Tara Shankar Sahay in New Delhi

The government's reluctance to declare the devastating Bhuj earthquake as a national calamity stems from its apprehension that such a move entails a 'financial emergency' in the country which could be counter-productive, according to senior government official M Y Siddiqui.

Siddiqui, who is from the law ministry, pointed out that financial emergency or declaring the Bhuj earthquake as a national calamity (which has already claimed over 20,000 lives) would involve measures like the freezing of financial increments in the government and 'unforgiving' tax collection by the tax authorities.

He said that in normal circumstances, tax disputes could even be taken to the level of the finance minister. But once financial emergency was declared in the country, there would be 'no reprieve' and people would compulsorily have to shell out the taxes.

Keeping such a thing in mind, the government had recently brought in the Taxations Laws (Amendment) Act, 2001, which seeks to increase the rate of surcharge payable by domestic companies for the assessment for the year 2001-2002 from the existing 10 per cent by 1 per cent to 11 per cent of the income tax payable.

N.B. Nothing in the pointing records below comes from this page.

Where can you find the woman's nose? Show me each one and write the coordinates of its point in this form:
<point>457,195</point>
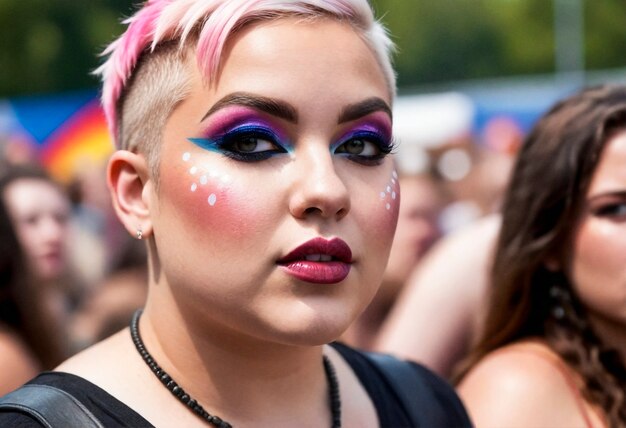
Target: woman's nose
<point>318,188</point>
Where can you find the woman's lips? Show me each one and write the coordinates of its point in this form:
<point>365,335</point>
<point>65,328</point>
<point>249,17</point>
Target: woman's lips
<point>319,261</point>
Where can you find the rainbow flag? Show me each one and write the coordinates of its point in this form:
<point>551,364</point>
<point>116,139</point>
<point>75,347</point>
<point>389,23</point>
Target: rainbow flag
<point>68,131</point>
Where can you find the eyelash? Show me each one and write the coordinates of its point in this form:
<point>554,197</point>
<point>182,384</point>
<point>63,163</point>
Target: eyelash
<point>226,143</point>
<point>613,209</point>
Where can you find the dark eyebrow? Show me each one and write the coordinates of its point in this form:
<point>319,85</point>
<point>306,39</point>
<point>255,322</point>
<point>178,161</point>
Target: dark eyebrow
<point>610,194</point>
<point>363,108</point>
<point>271,106</point>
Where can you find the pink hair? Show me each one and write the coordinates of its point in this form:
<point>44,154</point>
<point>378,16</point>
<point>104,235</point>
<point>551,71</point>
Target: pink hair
<point>159,21</point>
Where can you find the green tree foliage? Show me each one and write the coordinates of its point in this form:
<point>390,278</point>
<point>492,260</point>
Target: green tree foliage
<point>52,45</point>
<point>445,40</point>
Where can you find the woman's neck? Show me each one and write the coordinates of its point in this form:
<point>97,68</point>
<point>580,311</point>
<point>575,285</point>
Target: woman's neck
<point>236,374</point>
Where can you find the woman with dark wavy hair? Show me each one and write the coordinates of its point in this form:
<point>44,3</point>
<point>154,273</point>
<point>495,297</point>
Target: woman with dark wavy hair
<point>553,352</point>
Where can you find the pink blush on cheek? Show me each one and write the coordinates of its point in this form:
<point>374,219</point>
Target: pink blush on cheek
<point>390,195</point>
<point>211,200</point>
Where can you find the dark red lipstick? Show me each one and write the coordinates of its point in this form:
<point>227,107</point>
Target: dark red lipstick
<point>320,261</point>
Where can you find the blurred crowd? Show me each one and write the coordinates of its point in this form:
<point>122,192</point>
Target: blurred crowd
<point>70,275</point>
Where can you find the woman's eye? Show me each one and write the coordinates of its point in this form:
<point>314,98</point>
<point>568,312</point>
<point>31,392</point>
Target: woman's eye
<point>359,146</point>
<point>252,144</point>
<point>365,149</point>
<point>245,144</point>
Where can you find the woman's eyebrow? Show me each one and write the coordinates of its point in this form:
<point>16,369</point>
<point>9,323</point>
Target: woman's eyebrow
<point>271,106</point>
<point>363,108</point>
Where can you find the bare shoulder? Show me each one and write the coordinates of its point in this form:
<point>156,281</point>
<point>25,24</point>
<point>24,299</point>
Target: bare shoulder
<point>522,384</point>
<point>104,363</point>
<point>17,362</point>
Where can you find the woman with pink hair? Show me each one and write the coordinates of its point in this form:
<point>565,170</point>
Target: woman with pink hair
<point>254,141</point>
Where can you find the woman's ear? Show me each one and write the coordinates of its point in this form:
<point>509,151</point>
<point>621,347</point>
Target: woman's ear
<point>130,186</point>
<point>552,264</point>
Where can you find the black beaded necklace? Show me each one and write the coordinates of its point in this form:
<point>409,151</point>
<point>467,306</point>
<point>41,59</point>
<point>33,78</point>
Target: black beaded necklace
<point>180,394</point>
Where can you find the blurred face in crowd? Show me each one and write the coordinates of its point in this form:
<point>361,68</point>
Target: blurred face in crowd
<point>418,227</point>
<point>277,203</point>
<point>599,259</point>
<point>40,211</point>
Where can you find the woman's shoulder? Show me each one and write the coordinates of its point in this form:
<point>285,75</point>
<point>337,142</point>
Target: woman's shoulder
<point>399,388</point>
<point>17,361</point>
<point>522,384</point>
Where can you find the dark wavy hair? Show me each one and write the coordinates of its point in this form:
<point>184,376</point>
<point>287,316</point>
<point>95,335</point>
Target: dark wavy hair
<point>541,211</point>
<point>22,309</point>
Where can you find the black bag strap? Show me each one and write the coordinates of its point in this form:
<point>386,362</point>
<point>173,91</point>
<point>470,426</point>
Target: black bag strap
<point>412,390</point>
<point>50,406</point>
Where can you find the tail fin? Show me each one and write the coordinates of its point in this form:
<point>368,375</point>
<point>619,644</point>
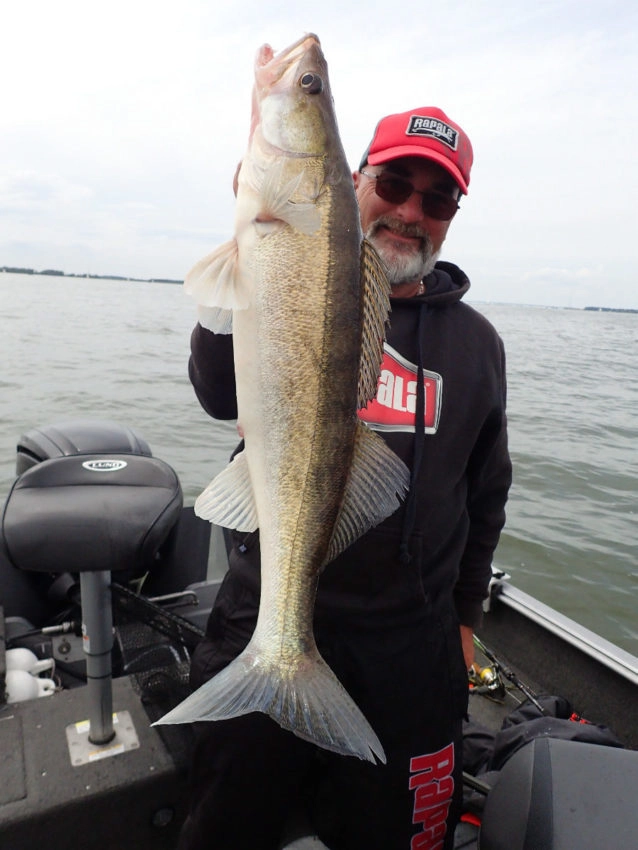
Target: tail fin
<point>308,701</point>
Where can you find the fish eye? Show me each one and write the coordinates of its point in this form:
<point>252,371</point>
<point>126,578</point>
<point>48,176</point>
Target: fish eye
<point>311,83</point>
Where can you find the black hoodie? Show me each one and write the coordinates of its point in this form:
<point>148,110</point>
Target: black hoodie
<point>439,543</point>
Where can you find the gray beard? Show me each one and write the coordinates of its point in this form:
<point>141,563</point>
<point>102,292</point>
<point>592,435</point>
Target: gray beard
<point>403,265</point>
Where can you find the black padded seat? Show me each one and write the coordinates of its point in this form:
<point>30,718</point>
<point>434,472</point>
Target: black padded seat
<point>91,512</point>
<point>563,795</point>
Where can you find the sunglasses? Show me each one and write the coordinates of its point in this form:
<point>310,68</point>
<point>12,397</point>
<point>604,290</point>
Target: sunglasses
<point>396,190</point>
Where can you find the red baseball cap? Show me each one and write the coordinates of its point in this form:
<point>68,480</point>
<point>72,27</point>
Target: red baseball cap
<point>426,132</point>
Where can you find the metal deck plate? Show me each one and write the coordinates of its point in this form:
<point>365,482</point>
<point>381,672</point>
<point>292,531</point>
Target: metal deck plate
<point>83,751</point>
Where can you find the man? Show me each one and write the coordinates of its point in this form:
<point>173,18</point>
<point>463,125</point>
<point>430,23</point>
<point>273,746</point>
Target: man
<point>395,612</point>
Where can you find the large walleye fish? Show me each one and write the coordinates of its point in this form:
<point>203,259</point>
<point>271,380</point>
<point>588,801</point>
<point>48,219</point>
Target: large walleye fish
<point>307,302</point>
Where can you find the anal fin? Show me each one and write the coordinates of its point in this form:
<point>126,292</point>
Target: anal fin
<point>378,480</point>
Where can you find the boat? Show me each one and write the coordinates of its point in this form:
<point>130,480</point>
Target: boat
<point>107,579</point>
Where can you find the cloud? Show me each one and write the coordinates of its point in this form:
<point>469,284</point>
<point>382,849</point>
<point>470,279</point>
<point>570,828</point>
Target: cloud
<point>119,138</point>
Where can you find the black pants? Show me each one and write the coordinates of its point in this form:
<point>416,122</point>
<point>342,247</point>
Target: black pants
<point>248,773</point>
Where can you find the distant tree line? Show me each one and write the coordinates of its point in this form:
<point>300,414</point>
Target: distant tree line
<point>58,273</point>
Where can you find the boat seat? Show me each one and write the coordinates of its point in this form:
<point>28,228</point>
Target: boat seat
<point>562,795</point>
<point>90,500</point>
<point>91,512</point>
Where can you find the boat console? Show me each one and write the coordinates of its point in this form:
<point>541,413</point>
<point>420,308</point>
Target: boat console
<point>90,506</point>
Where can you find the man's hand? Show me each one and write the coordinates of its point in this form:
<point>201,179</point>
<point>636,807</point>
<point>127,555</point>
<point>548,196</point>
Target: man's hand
<point>467,642</point>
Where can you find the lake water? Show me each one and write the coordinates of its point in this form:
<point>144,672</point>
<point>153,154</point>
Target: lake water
<point>76,347</point>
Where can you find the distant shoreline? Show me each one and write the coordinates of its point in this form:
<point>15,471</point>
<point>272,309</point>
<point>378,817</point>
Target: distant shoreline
<point>58,273</point>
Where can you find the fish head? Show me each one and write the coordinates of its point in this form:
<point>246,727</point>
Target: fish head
<point>293,111</point>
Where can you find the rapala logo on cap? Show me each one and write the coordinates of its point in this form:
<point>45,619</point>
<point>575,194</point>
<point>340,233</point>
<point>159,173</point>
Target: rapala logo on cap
<point>394,408</point>
<point>433,128</point>
<point>104,465</point>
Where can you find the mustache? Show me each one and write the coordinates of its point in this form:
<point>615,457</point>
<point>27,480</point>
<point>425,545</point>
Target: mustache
<point>396,226</point>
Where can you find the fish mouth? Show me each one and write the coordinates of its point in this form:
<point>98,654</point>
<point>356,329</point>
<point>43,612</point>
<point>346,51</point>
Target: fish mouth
<point>271,67</point>
<point>266,55</point>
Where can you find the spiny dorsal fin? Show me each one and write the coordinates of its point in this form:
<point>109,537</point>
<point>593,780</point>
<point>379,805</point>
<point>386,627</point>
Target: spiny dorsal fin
<point>376,308</point>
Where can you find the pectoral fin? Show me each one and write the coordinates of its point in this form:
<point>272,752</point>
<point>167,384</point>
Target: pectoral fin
<point>375,318</point>
<point>277,204</point>
<point>214,281</point>
<point>378,480</point>
<point>229,499</point>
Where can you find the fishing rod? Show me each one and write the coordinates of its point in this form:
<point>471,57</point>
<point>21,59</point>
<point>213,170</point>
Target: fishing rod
<point>490,677</point>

He pointed out that the increased surcharge aims at forming a corpus for the National Centre for Calamity Management which has been set up by the government to monitor natural calamities like cyclones, droughts, earthquakes, fires, floods and hailstorms.

He said that the assistance provided by the Centre to the states in this context would be financed by such additional levy of special surcharge on the central tax for a limited period.

The Eleventh Finance Commission has made this recommendation, Siddiqui pointed out.

During the past three days, the Union agriculture secretary Bhaskar Baruah had sidestepped reporters' question on why the government was reluctant to declare the Bhuj earthquake as a national calamity.

When pressed, Baruah said: "What is the use, can you tell me? We are doing everything that is needed."

He indicated that Union cabinet secretary T R Prasad, who heads the government's Crisis Management Group, had also stressed that the there was no question of the Bhuj earthquake being declared as a national calamity.

Former prime minister Indira Gandhi had clamped 'internal emergency' in 1974, but financial emergency had never been imposed in the country, Siddiqui pointed out.

External emergency had been invoked in 1948, 1962, 1965 and 1971, along with the Defence of India Rule.